Three points determine a plane. Four points do not necessarily determine a plane. That’s plain old plane geometry. Thus, oft times three cones will be less wobbly and sound better than four. For tall heavy speakers four cones can be a little dangerous inasmuch as if someone accidentally bumps into them they can fall over. Which is why large footprint boards should be used under the speaker with the cones under the board. Much more stable.
1: Cement slab floor on mother earth (not cement sheet) = spike (couple)
2: Suspended floor wood, sheet, (includes cement sheet) = no spike (decouple)
If you spike a speaker into a suspended floor as in 2, you transfer the bass of the speaker into that floor, making it a sound board for the bass and ruining it.

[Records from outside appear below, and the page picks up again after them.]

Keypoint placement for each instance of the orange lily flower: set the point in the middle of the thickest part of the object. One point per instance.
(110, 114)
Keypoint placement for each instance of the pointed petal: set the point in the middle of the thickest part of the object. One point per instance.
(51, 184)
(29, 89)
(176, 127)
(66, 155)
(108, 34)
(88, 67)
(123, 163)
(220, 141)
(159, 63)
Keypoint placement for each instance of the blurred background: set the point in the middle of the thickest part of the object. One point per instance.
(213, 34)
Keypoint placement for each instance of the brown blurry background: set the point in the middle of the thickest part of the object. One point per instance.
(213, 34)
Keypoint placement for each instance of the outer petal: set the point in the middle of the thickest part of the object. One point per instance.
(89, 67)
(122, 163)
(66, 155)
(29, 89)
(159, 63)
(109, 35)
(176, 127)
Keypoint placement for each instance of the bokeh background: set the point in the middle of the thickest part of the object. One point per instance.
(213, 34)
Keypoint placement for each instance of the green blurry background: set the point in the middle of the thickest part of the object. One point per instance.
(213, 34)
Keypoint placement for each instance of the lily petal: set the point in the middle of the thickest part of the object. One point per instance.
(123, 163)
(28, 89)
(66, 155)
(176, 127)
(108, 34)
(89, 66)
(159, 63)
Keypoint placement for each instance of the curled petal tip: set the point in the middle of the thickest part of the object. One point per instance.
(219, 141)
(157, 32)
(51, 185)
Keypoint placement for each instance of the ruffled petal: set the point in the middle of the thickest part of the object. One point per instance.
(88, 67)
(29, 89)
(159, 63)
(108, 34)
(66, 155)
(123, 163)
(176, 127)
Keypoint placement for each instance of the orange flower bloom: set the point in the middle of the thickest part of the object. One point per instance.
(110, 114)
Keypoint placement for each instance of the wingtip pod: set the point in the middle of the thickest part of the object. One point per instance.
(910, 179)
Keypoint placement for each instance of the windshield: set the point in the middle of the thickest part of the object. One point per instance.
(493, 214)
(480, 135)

I've experienced significant gains in transparency and cleanness of sound by decoupling my speakers from my carpeted basement room. After hearing the improvements in the main speakers, I decoupled the subs. Have great tight deep bass and greater transparency still as the ruckus inherent in subs. is not vibrating my rack mounted gear. YMMV.
Generally, it's best to follow the directions of the speaker mfg with regard to whether use spikes or other footers based on type of floor. You especially don't want to mess with speakers that already account for a certain resonance with their cabinet. Many speakers use this to their advantage versus trying (usually in vain) to rid all cabinet resonances and floor born resonances.
On the flip side...a lot of speaker makers don't put much effort into their feet/stands. In those cases, I would actually recommend this one combo that I've found works generally well. Take the spike footers that come with most speakers/stands and insert them into Oyaide INS-BS pucks. Whether it's on wood floors or carpet, they seem to have a positive impact for a much more reasonable price than other exotic options.
Another option is to construct a sandbox with a floating top and put your speakers on top of that without spikes. Nothing dissipates the significant vibrations of speakers while also providing a solid base like sand...especially at a cost effective price.